Ключареву безразлично. Не станет он ни сочинять, ни выдумывать. Собирает для старой знакомой деньги по ее, можно сказать, настоятельной просьбе — разве не так?
— Ты сходишь к Володику Зарубину, — разрабатывает Наташа план добывания остальных денег.
— А ты?
— А я сбегаю к Хоттабычу.
— Он разве близко работает?
— Через дорогу — в большом корпусе. Ты не знал?.. А там же рядом и моя Верушка работает. Рублей сто пятьдесят я принесу. Это наверняка. — Она на секунду задумывается. — А дальше?.. А дальше, если не обойдемся, я слетаю еще к кой-кому...
И уже понятно, что к концу обеденного перерыва, а в крайнем случае к концу дня, сумма будет собрана.
Ключарев дожевывает бутерброд. Наташа допивает из стакана — красивые губы, красный томатный сок, — и опять она смеется. И говорит уже с каким-то восторгом:
— Я все равно Майе донесу, что ты деньги собираешь. Если даже умолять будешь, донесу. Женская дружба — ты этого, Ключик, не поймешь. Ты мужик, что с тебя спрашивать. Не поймешь!
Ключарев слушает ее вполуха. Он ценит Наташу, красивую, находчивую и умелую, ценит ее компанию, но слушать, как она говорит о женской дружбе, это уже что-то лишнее.
— Но ты дослушай. Не спеши. Я и Майя пошли как раз покупать обувь — моему мальчишке и твоему Денису. Очередь была ужасная...
Ключарев кивает. И, между прочим, думает, что, если б не Наташа, пришлось бы занимать деньги у Ивана Серафимовича, у начальника. Три сотни не шутка, зачем вам триста рублей, Виктор?.. И пришлось бы шутить, что приезжает к нему, Ключареву, теща на постоянное жительство, а наемные убийцы в наши дни совершенно зазнались и берут немыслимые суммы. Иван Серафимович обожает шутки о тещах и их мучительных кончинах.
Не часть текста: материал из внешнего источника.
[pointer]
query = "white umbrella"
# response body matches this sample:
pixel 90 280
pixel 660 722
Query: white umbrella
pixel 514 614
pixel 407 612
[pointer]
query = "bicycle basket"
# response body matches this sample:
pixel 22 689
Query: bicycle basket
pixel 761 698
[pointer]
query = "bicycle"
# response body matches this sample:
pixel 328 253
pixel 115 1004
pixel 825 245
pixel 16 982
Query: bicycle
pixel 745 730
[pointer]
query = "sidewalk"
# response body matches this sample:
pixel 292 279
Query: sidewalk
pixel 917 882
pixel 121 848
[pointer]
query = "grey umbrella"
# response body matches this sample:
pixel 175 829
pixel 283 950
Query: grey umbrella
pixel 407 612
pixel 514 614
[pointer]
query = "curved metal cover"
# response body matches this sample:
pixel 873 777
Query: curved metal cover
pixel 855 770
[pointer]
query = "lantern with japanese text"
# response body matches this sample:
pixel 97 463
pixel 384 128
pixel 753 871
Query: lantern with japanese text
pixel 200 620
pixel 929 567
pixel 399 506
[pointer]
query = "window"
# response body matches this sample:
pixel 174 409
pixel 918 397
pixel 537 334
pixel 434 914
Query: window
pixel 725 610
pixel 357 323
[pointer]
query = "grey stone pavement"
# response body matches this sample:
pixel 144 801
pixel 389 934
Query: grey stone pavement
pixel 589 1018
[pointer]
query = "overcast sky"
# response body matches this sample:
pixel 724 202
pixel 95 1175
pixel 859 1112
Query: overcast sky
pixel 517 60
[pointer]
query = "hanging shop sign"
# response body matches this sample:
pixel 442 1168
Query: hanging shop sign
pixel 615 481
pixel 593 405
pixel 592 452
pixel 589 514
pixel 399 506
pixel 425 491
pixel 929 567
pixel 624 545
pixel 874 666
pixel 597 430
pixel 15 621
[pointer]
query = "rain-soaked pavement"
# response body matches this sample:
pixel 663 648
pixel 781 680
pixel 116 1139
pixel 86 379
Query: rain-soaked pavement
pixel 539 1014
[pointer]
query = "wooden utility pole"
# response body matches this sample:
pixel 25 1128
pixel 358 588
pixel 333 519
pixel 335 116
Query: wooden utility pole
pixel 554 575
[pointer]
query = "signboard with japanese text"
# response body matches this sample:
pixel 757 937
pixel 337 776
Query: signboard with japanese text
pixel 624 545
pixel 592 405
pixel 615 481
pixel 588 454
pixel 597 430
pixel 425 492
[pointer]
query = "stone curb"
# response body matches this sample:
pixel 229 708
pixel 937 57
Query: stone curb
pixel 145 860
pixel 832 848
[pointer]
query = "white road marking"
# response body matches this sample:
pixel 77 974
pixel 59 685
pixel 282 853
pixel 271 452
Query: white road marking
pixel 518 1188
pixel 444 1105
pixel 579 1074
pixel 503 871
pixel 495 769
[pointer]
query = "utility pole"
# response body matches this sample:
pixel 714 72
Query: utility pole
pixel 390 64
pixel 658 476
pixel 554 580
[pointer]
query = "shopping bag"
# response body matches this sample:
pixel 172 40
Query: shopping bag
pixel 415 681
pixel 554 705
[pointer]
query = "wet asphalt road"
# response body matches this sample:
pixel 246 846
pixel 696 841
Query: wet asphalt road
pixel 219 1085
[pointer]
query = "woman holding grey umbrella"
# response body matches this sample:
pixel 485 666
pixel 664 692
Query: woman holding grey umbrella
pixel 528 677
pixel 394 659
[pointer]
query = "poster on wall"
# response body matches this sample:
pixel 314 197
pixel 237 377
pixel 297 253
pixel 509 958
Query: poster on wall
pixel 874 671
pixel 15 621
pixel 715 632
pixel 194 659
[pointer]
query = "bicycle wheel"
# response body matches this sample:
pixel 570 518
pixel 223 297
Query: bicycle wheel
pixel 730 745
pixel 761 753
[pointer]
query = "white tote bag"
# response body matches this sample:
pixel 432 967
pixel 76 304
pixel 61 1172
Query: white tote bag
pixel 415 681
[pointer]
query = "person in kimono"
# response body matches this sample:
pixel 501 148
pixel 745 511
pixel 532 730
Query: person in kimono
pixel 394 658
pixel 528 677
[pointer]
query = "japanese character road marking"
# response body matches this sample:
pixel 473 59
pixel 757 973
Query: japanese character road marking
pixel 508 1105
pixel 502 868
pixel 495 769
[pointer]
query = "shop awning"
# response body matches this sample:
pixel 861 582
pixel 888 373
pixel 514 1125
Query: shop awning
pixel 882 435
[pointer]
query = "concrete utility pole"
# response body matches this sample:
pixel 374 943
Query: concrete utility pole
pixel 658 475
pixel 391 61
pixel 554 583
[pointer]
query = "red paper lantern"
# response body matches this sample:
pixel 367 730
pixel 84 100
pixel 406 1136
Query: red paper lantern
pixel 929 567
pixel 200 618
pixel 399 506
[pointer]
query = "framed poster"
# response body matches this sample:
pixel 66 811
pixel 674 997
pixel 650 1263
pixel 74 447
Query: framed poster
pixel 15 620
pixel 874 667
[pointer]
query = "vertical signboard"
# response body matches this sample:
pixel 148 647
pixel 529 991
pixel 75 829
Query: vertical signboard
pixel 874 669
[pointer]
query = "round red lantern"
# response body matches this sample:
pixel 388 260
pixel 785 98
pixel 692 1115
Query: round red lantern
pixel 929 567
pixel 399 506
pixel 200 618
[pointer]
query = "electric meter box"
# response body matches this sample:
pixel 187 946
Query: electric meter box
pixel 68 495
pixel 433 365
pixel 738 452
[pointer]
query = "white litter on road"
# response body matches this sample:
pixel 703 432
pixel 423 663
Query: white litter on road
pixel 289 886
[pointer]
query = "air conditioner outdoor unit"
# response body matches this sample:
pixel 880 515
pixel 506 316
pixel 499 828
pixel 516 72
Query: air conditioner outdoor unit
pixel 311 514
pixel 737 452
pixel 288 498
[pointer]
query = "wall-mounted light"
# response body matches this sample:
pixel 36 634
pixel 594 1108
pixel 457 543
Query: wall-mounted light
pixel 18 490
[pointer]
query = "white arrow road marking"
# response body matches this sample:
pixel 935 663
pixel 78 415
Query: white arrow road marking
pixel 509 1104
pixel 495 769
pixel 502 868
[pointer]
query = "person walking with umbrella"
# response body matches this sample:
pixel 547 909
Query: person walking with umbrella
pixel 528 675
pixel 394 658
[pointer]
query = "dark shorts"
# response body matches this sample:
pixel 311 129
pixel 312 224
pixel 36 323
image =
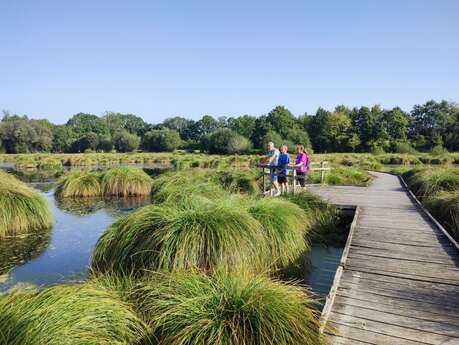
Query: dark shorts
pixel 282 179
pixel 301 178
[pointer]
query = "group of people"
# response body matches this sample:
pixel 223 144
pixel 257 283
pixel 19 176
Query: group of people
pixel 279 161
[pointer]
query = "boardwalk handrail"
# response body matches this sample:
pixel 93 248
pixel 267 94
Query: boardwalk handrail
pixel 291 169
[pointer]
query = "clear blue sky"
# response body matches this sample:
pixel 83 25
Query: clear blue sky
pixel 159 59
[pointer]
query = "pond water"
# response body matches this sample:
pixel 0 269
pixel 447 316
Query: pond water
pixel 64 252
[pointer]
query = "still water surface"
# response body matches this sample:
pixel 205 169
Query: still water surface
pixel 64 252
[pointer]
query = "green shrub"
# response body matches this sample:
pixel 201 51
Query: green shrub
pixel 197 232
pixel 126 181
pixel 79 184
pixel 68 314
pixel 227 309
pixel 429 181
pixel 445 207
pixel 22 209
pixel 285 226
pixel 159 140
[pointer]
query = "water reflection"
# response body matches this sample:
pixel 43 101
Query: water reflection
pixel 65 254
pixel 86 206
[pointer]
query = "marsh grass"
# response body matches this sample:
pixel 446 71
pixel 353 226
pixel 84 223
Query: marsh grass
pixel 189 307
pixel 79 184
pixel 126 181
pixel 198 232
pixel 445 207
pixel 68 314
pixel 428 182
pixel 22 209
pixel 285 227
pixel 323 219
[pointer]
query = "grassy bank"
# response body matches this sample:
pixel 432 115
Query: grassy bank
pixel 22 209
pixel 438 190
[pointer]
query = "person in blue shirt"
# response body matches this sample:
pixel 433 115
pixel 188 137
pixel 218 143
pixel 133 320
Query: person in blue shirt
pixel 282 172
pixel 271 159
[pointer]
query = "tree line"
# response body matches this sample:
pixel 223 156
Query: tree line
pixel 430 126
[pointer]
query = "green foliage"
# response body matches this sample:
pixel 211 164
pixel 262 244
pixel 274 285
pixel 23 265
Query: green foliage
pixel 225 141
pixel 160 140
pixel 227 309
pixel 126 181
pixel 445 207
pixel 22 209
pixel 68 314
pixel 123 141
pixel 198 232
pixel 285 226
pixel 79 184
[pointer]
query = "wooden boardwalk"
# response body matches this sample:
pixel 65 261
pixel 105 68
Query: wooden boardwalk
pixel 399 278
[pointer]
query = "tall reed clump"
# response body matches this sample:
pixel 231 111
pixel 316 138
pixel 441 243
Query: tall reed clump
pixel 323 218
pixel 187 307
pixel 445 207
pixel 126 181
pixel 79 184
pixel 22 209
pixel 285 226
pixel 182 185
pixel 198 232
pixel 430 181
pixel 68 314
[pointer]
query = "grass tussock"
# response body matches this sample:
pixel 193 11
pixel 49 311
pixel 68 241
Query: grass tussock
pixel 323 218
pixel 68 314
pixel 445 207
pixel 198 232
pixel 22 209
pixel 428 182
pixel 79 184
pixel 285 227
pixel 227 309
pixel 126 181
pixel 178 186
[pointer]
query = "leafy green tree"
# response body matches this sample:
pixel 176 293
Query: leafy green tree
pixel 180 124
pixel 129 122
pixel 243 125
pixel 225 141
pixel 159 140
pixel 63 137
pixel 82 123
pixel 430 122
pixel 123 141
pixel 105 144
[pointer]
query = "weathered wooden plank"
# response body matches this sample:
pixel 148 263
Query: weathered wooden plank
pixel 400 282
pixel 434 287
pixel 392 308
pixel 386 297
pixel 397 320
pixel 403 333
pixel 405 267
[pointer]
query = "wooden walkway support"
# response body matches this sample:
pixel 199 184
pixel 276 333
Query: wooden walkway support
pixel 398 282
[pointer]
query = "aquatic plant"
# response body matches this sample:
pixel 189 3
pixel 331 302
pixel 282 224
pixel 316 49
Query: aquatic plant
pixel 177 186
pixel 445 207
pixel 68 314
pixel 322 218
pixel 126 181
pixel 428 181
pixel 284 225
pixel 197 232
pixel 22 209
pixel 79 184
pixel 223 308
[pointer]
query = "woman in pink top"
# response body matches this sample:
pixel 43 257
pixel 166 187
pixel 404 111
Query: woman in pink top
pixel 301 164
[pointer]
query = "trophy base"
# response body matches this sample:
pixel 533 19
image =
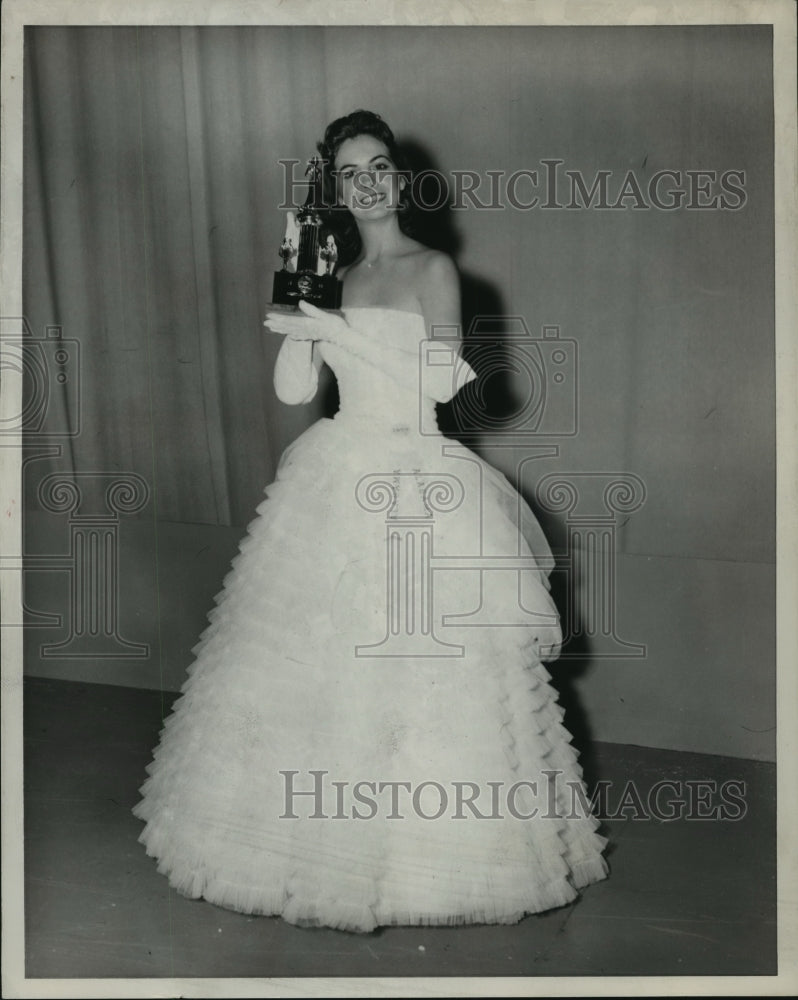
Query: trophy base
pixel 322 290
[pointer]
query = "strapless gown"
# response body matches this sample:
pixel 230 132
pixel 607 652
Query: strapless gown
pixel 367 735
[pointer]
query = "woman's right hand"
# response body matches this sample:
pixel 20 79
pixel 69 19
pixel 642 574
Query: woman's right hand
pixel 310 323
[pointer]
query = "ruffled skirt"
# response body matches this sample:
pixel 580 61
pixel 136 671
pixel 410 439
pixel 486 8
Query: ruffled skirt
pixel 367 735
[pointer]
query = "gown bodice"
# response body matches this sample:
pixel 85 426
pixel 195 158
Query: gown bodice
pixel 398 393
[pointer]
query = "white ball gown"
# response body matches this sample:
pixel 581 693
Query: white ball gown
pixel 367 735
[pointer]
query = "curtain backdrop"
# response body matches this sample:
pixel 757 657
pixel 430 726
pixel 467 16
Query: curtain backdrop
pixel 151 232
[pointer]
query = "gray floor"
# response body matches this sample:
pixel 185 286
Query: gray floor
pixel 684 897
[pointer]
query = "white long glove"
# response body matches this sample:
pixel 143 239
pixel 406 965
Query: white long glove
pixel 440 381
pixel 296 371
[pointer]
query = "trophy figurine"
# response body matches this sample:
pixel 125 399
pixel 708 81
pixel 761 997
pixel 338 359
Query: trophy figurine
pixel 308 264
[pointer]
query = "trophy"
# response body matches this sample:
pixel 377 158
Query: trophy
pixel 308 263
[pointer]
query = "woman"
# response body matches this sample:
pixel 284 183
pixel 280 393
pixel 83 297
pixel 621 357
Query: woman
pixel 367 735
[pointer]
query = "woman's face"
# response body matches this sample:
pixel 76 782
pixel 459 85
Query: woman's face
pixel 367 180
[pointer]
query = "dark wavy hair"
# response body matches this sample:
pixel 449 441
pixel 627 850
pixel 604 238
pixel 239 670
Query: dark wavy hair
pixel 339 220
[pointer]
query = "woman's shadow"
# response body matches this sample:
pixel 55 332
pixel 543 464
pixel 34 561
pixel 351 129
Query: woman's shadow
pixel 480 411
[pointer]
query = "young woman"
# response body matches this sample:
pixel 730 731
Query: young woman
pixel 368 735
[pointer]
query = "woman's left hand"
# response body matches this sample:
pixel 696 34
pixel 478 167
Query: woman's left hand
pixel 310 323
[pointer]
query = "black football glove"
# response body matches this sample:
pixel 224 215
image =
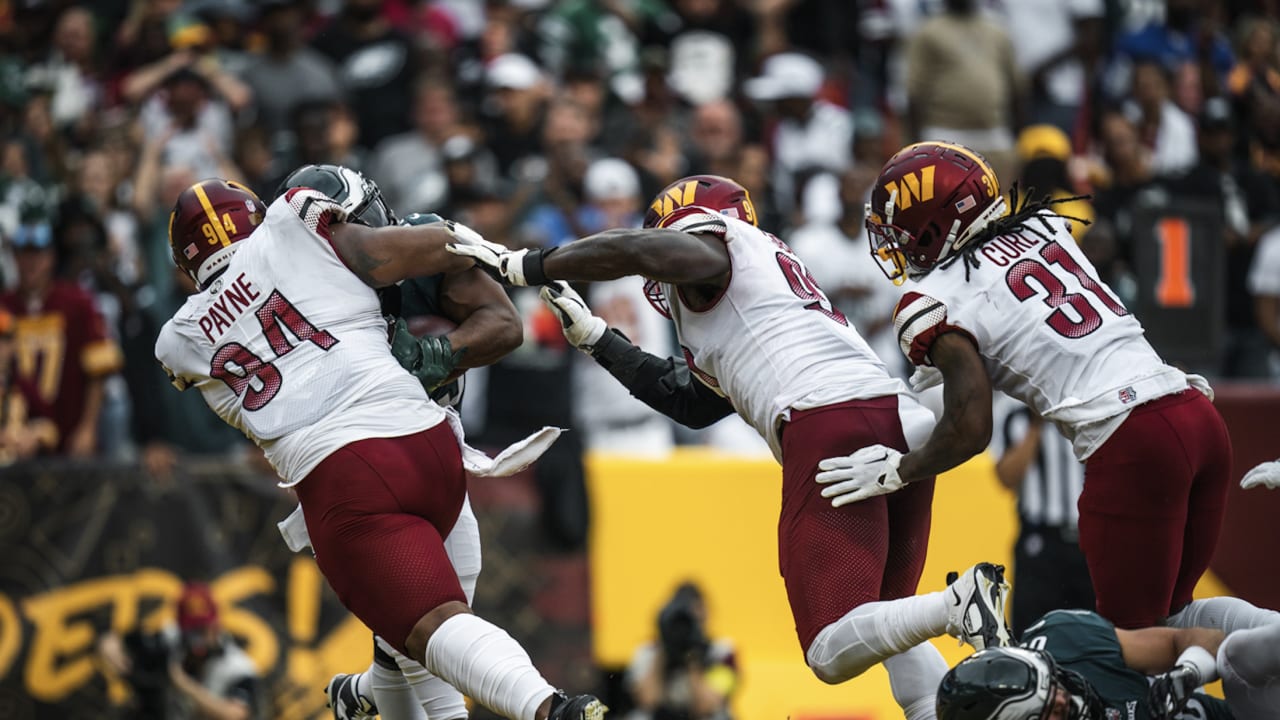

До конца рабочего дня час, что ли. Может, и полчаса. Тут уж как не подумать о чем-то. О том, например, что бегать и собирать деньги Лиде — это как раз оплата прошлых тихоньких радостей. Как же иначе, мы вам, а вы нам. И уж если честно, то он мог наперед знать из опыта, что эту плату когда-то придется платить.
Вот именно. Платить... И уж само собой, очень мы бываем недовольны, когда этак годика через три Лида, или, скажем, Инна, или, наоборот, Петя вспоминают нас, звонят и говорят: собери-ка, дескать, в знак старой дружбы мне рубликов триста взаймы, — ей-богу, позарез нужно. Или достань дубленку. Или устрой в вуз племянничка. Такой дуб растет, ей-богу, не знаю, что будет, если ты в вуз его не устроишь... Или проще: не вспомнить ли, дескать, нам старое, однажды вечером, с винцом, — да нет, без причины, просто хочется и все это вспомнить, а несколько позже, когда уже вспомнишь, — про племянничка, триста рублей или дубленку. Как бы между прочим. И все голосом тихим; как говорится, поэтично.
Или вот. Володик Зарубин рассказывал. О том, как со своей первой любовью встретился. Жена с сынишкой как раз на лето уезжала, вот он и встретился, пригласил, вино два дня выбирал. Ключарев спросил: «Что ж ты грустный, Володик? Или не понравилось?» — «Понравилось. Вот только она пластинки все унесла». — «На память, что ли?» — «Говорит — да». — «Неужели все забрала?» — «До единой. Как цыганка. Вместе с коробками. Оставался уже только Робертино». — «Лоретти?